University dissertation from Uppsala : Acta Universitatis Upsaliensis

Abstract: Essay 1 studies the redistributional effect of commodity taxes. In the recent literature commodity taxes have been shown to be far less regressive in relation to measures of lifetime resources than in relation to annual income. This suggests that commodity taxation might not have the adverse distributive effect previously believed.However, the distinction between regressivity (or progressivity) and redistributive effect is an important one. Using Swedish household data, I find that commodity taxes indeed are significantly less redistributive in relation to consumption than in relation to annual income. Almost all individual taxes are regressive, but only a few are significantly redistributive; the VAT on food and consumer goods, and the energy taxes.Essay 2 analyzes whether households disproportionately burdened by an increased carbon dioxide tax can be compensated by changes in other commodity taxes. This is done by searching for Dalton-improving tax reforms; a method for welfare analysis which requires that only ranking of households rather than cardinal comparisons will have to be made. The data used are Swedish household data. To be able to rank households along three dimensions: total expenditures, household size, and access to public transportation, the method is extended to allow identification of three-dimensional tax reforms. Dalton-improving reforms are found to exist only when households are ranked in two dimensions, i.e. when households are ranked in line with expenditures and size. But if the third-dimension is added, and households with a good access to public transportations not are allowed to gain at the expense of households with a not so good access, no reforms are found.Essay 3 examines whether the choice made by physicians concerning what drug version-tradename or generic-to prescribe is subject to moral hazard.
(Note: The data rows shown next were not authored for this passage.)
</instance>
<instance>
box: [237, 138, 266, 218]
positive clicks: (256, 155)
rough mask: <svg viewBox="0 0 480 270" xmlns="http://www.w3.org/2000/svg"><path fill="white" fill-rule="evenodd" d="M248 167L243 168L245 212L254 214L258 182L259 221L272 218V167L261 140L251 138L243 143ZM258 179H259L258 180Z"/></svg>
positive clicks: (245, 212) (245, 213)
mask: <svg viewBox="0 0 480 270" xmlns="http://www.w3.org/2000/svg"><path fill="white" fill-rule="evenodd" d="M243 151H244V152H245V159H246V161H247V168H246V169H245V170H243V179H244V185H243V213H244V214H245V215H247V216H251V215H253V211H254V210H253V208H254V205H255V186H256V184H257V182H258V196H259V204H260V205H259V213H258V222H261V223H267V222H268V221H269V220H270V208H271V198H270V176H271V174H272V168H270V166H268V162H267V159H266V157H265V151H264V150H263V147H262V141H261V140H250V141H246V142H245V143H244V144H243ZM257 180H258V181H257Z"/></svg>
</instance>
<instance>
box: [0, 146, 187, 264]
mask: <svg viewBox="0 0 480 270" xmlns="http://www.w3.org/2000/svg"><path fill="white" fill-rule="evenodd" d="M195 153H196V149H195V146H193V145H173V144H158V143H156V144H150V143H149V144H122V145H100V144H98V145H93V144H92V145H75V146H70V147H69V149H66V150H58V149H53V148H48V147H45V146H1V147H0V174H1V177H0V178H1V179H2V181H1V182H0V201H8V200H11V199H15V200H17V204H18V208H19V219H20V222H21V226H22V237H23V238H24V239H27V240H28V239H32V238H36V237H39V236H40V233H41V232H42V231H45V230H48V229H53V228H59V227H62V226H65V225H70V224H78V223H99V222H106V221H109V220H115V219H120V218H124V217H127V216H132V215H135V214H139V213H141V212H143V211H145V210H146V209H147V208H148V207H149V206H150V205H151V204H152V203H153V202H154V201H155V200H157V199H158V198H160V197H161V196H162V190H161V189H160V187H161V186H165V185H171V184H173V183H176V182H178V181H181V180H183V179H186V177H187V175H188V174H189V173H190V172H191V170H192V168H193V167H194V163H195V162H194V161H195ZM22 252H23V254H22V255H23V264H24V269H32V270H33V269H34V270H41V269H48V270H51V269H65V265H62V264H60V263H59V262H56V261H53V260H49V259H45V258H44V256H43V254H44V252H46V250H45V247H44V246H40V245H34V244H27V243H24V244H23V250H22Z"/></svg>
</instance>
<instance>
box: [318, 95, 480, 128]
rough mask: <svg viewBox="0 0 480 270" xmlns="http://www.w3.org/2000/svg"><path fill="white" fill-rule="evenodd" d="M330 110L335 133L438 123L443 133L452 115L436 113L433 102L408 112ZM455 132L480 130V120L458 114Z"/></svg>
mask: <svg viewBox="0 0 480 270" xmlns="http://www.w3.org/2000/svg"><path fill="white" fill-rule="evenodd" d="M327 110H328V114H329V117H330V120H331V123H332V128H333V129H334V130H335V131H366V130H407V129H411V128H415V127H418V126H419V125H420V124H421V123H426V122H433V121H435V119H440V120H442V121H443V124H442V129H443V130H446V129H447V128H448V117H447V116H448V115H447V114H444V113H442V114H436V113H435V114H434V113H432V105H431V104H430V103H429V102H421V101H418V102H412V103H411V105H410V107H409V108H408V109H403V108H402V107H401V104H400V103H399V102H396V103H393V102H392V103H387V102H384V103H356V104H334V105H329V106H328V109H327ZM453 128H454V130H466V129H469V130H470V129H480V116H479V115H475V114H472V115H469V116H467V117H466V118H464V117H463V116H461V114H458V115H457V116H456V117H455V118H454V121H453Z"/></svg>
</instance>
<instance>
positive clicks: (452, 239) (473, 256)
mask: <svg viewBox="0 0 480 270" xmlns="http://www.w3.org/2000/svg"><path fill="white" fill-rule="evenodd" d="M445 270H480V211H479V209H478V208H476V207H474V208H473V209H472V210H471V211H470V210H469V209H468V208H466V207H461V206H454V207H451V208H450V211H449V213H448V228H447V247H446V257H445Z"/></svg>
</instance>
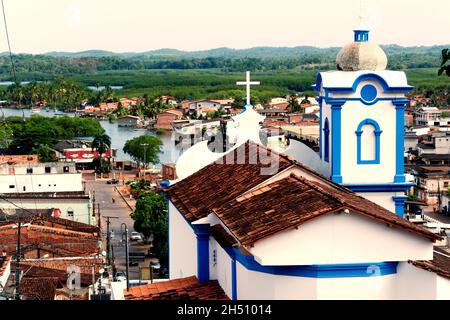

I use a data set containing information on exactly what drug and what version was prescribed at a particular patient visit to the physician. The results indicate that physicians' habits and the tastes acquired by patients are important. But costs also matter. Patients having to pay large sums out-of-pocket are less likely to have trade-name versions prescribed than patients getting most of their costs reimbursed. This indicates moral hazard.